A fundraising email appeal JTA sent out Friday under my signature contained words I did not specifically approve, words that seemed to criticize bloggers and Twitterers. Understandably, they ruffled a few feathers in the blogosphere.She didn't read her words before someone hit the button? "Seemed" to criticize bloggers and Twitterers? Ruffled a "few" feathers?
Somehow her apology sounds less sincere than Dan's - perhaps because he was a very active blogger and understands the blogosphere. His full apology details the fact that JTA's blogs are actually its top-viewed content and it has launched its own blog aggregator to highlight Jewish bloggers' content.
As a journalist who began blogging at JTA's request nearly three years ago, I'm sort of in the middle.
In any case, I went looking for more on the blogosphere's reaction to the letter and found it. The talented Esther Kustanowitz was (I believe) the second blogger invited to JTA in 2006, and she summed it up nicely (read her complete post here); here's some of "Jewish bloggers are not the enemies of Jewish storytelling."
Esther hit it on the head.... But this particular email, headed "The Future of Jewish Storytelling," seemed to be using bloggers (and Twitterers) as a scare tactic designed to elicit donations, the way other organizations use terms like “aging Holocaust population,” “Jewish singles crisis,” and “rise in anti-Semitism.”
Unless you act now, the message seemed to say, “bloggers, Twitterers, and nonprofessionals” will take over Jewish journalism entirely and (the ultimate implied leap from any scare tactic used in Jewish fundraising) cause the demise of the Jewish people.
But that couldn’t be what they were saying, could it? I used to blog for the JTA. I've watched with delight as the site revamped its look and content, including blogging and Twitter as two additional tools in the arsenal of Jewish journalism. ...
... In speaking with a friend and fellow blogger about this email, it became clear that JTA sent at least two versions of their solicitation letter today. I got the one that must have been designated for Jewish education professionals, while hers seemed to have a business edge, invoking the "instant journalism" and fast-changing "news business," as well as a mention of Bloomberg News and the noticeable absence of both Passover imagery and blogger/Twitter denigration. The email's title: "The Info You Need, When You Need It."

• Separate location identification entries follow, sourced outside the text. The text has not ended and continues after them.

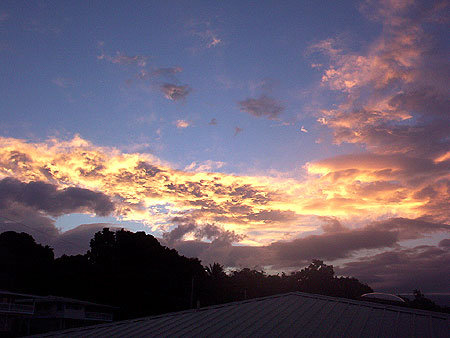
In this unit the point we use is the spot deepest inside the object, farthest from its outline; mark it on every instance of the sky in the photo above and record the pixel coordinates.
(259, 134)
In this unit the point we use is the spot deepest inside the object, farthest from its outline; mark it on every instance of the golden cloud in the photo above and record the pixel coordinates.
(148, 190)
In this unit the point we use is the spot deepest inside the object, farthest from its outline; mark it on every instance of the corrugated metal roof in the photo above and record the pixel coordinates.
(294, 314)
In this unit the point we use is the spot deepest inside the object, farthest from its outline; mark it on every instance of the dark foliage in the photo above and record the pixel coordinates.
(139, 276)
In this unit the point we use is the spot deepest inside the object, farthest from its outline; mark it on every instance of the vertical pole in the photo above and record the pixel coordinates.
(192, 293)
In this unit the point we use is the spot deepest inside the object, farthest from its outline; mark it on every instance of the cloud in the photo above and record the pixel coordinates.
(167, 71)
(121, 58)
(205, 166)
(3, 16)
(404, 269)
(208, 37)
(174, 92)
(182, 124)
(49, 199)
(263, 106)
(212, 232)
(31, 208)
(62, 82)
(395, 96)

"The Info You Need, When You Need It" - why not stick with that as a service motto, instead of resorting to threats or scare tactics? Demonizing a group of people who are united only in one characteristic - the technology they use to ensure that their stories are heard - constructs unnecessary barriers between mainstream media and the communications wave of the present. If you ask me, the news, personal reflections or opinions that resonate with people who blog or Tweet or Digg or Facebook message are becoming - as much as any piece of current news or element of our written history - a vital part of our Jewish storytelling, for the present and future.Jewish bloggers are not the enemies of Jewish storytelling: if anything, as bickering, economic collapse and technological confusion compete for communal attention, they just might be its salvation.
But what do I know? I'm just a blogger.